The optical properties of the new aza-BODIPYs 5a–d in toluene were investigated by UV/vis absorption and fluorescence spectroscopy and the results are summarized in Table 1. All the aza-BODIPY dyes exhibit intense S₀–S₁ absorption bands between 600 nm and 800 nm (Fig. 2) with molar absorption coefficients comparable with that reported for other aza-BODIPYs. Both dyes 5a and 5c exhibit an absorption maximum at 708 nm. Meanwhile, absorption maxima at 682 nm and 677 nm were observed for the dyes 5b and 5d, respectively.
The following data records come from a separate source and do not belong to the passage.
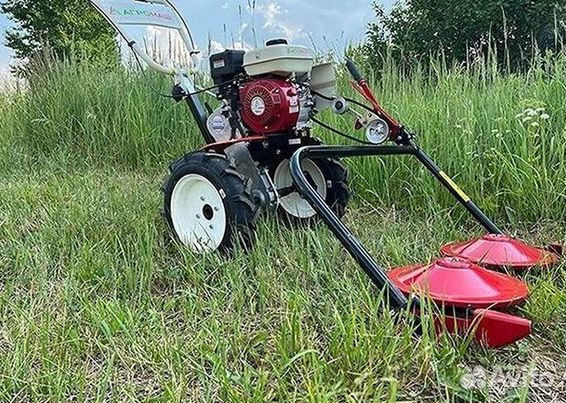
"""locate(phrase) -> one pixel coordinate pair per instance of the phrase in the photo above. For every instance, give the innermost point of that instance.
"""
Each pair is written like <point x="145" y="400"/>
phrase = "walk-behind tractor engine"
<point x="259" y="156"/>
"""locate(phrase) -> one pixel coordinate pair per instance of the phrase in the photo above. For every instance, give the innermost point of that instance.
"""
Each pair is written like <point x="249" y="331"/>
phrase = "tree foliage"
<point x="64" y="27"/>
<point x="515" y="29"/>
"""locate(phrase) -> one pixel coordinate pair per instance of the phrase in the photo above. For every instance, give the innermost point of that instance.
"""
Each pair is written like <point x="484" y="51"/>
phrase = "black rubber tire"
<point x="337" y="191"/>
<point x="238" y="196"/>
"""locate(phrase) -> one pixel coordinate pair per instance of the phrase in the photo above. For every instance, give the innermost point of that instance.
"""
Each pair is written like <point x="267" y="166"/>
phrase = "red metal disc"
<point x="460" y="283"/>
<point x="497" y="251"/>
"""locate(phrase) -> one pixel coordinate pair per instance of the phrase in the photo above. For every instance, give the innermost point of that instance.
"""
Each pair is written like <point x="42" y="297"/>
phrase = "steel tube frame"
<point x="361" y="255"/>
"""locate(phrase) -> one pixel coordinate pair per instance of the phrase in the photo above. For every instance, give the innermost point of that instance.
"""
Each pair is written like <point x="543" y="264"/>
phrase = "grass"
<point x="97" y="304"/>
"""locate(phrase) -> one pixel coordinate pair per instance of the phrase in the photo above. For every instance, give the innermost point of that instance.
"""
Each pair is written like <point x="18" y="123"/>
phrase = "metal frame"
<point x="354" y="247"/>
<point x="181" y="76"/>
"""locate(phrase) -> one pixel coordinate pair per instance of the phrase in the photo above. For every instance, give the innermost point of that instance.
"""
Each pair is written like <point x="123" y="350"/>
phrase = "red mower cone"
<point x="498" y="251"/>
<point x="459" y="283"/>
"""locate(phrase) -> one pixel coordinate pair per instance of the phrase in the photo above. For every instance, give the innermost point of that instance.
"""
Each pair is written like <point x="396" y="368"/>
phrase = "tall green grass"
<point x="97" y="305"/>
<point x="502" y="136"/>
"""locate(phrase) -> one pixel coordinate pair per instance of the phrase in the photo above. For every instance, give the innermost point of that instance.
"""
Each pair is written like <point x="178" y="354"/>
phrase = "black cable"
<point x="358" y="103"/>
<point x="340" y="133"/>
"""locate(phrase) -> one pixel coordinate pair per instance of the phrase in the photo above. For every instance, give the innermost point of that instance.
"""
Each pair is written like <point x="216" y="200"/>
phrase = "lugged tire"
<point x="337" y="192"/>
<point x="236" y="196"/>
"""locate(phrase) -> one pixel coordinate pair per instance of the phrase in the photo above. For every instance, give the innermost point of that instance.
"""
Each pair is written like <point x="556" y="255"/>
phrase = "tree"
<point x="64" y="27"/>
<point x="462" y="29"/>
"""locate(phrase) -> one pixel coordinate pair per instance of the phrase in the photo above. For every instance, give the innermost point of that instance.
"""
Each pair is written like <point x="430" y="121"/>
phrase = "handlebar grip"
<point x="353" y="69"/>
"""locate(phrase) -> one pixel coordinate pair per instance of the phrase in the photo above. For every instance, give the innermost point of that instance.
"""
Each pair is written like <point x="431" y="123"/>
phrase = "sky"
<point x="325" y="24"/>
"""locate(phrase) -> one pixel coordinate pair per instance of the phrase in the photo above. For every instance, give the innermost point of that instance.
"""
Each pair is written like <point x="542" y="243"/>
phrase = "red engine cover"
<point x="269" y="105"/>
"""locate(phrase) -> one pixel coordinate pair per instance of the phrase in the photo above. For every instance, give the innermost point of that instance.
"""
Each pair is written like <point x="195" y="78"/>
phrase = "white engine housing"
<point x="280" y="59"/>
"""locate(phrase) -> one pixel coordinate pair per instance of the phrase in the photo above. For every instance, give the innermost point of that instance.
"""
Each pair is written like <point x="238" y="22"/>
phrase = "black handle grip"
<point x="353" y="69"/>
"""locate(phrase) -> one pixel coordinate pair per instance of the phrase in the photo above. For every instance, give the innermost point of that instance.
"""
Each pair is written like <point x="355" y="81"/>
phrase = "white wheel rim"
<point x="293" y="203"/>
<point x="198" y="213"/>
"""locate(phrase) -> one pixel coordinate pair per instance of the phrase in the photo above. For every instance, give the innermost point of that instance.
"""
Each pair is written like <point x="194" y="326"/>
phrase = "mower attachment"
<point x="499" y="251"/>
<point x="490" y="328"/>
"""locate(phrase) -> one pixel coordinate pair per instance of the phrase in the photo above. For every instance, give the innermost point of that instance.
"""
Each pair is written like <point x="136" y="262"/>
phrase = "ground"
<point x="98" y="304"/>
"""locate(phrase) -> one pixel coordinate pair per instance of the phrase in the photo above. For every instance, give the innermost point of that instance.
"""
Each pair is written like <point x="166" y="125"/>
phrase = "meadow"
<point x="98" y="304"/>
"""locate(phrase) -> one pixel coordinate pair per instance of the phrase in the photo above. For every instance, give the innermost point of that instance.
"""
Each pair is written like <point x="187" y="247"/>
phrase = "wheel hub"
<point x="198" y="213"/>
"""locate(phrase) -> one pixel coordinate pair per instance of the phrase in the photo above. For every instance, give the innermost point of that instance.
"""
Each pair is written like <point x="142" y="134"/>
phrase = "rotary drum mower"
<point x="259" y="155"/>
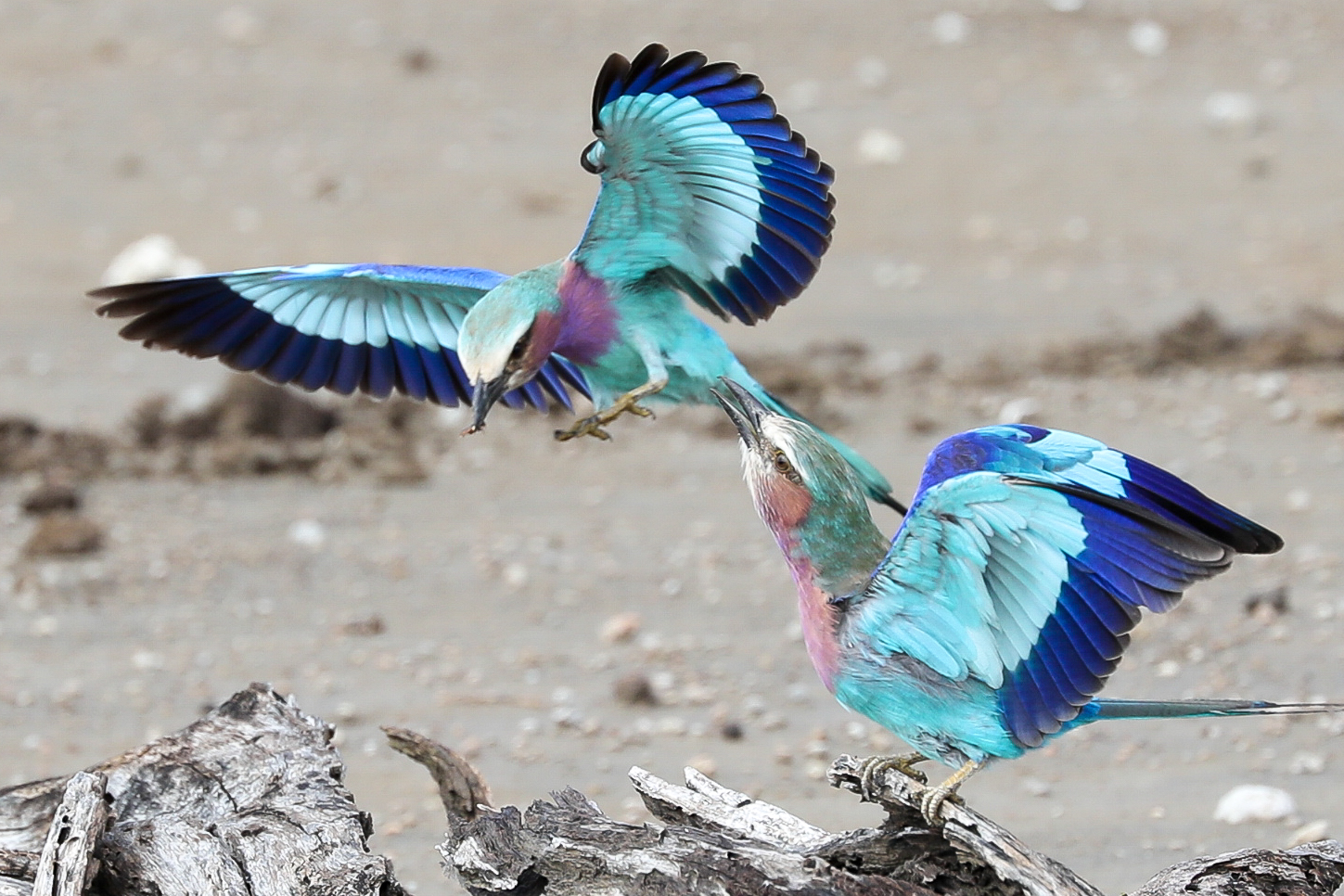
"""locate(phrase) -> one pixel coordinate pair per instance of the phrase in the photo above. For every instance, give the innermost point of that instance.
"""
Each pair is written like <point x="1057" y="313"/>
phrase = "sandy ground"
<point x="1053" y="182"/>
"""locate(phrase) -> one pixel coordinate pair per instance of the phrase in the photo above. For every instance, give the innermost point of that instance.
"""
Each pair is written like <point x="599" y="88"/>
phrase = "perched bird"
<point x="707" y="194"/>
<point x="1003" y="604"/>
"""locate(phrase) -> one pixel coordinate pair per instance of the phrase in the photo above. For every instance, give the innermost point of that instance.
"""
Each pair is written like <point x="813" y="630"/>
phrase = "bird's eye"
<point x="592" y="158"/>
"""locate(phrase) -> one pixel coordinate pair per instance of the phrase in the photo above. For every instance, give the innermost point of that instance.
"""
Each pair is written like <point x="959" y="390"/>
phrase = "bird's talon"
<point x="587" y="426"/>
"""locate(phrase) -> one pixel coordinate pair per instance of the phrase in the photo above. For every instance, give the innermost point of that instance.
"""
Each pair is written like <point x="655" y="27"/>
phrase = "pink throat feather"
<point x="585" y="326"/>
<point x="819" y="618"/>
<point x="784" y="506"/>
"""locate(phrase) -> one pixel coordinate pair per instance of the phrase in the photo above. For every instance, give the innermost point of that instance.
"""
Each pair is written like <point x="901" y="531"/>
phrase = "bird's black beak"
<point x="744" y="410"/>
<point x="482" y="399"/>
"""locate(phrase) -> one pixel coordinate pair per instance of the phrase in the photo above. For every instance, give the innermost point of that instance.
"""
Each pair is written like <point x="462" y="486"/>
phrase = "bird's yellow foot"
<point x="628" y="403"/>
<point x="931" y="800"/>
<point x="873" y="770"/>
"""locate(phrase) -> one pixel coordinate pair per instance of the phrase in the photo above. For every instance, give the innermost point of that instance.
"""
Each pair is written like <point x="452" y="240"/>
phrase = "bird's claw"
<point x="931" y="802"/>
<point x="587" y="426"/>
<point x="628" y="403"/>
<point x="873" y="769"/>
In comparison with 1,3,5,7-tetraphenyl aza-BODIPY (λ_abs = 654 nm, λ_em = 684 nm in toluene),^8a substantial bathochromic shifts up to ca. 54 nm of the absorption bands was obtained for the new aza-BODIPY dyes 5a–d by introducing conjugated fluorene- or tetraphenylethylene-substituents. Moreover, larger bathochromic shifts of the absorption maxima were observed for the dyes 5a, 5c bearing the substituents at 3,5-positions than that for the dyes 5b, 5d bearing 1,7-substituents, implying that the 3,5-substituents have stronger electronic conjugation effect. For all the dyes 5a–d, second absorption bands located between 400 nm and 550 nm were observed, which are significantly weaker than the S₀–S₁ bands and could be attributed to the S₀–S₂ transition of these dyes.²²

Table 1 Absorption and emission spectroscopic properties of the aza-BODIPY dyes 5a–d

Dye	λabs^a/nm	ε/M^−1 cm^−1	λem^b/nm	Stokes shift/nm	Φ^c	τ^d/ns
a In toluene (c = 4 × 10^−6 M).b In toluene (c = 4 × 10^−7 M, λex = 520 nm).c Fluorescence quantum yields determined by using zinc phthalocyanine (Φ = 0.30 in N,N-dimethylformamide) as standard.d Fluorescence lifetimes.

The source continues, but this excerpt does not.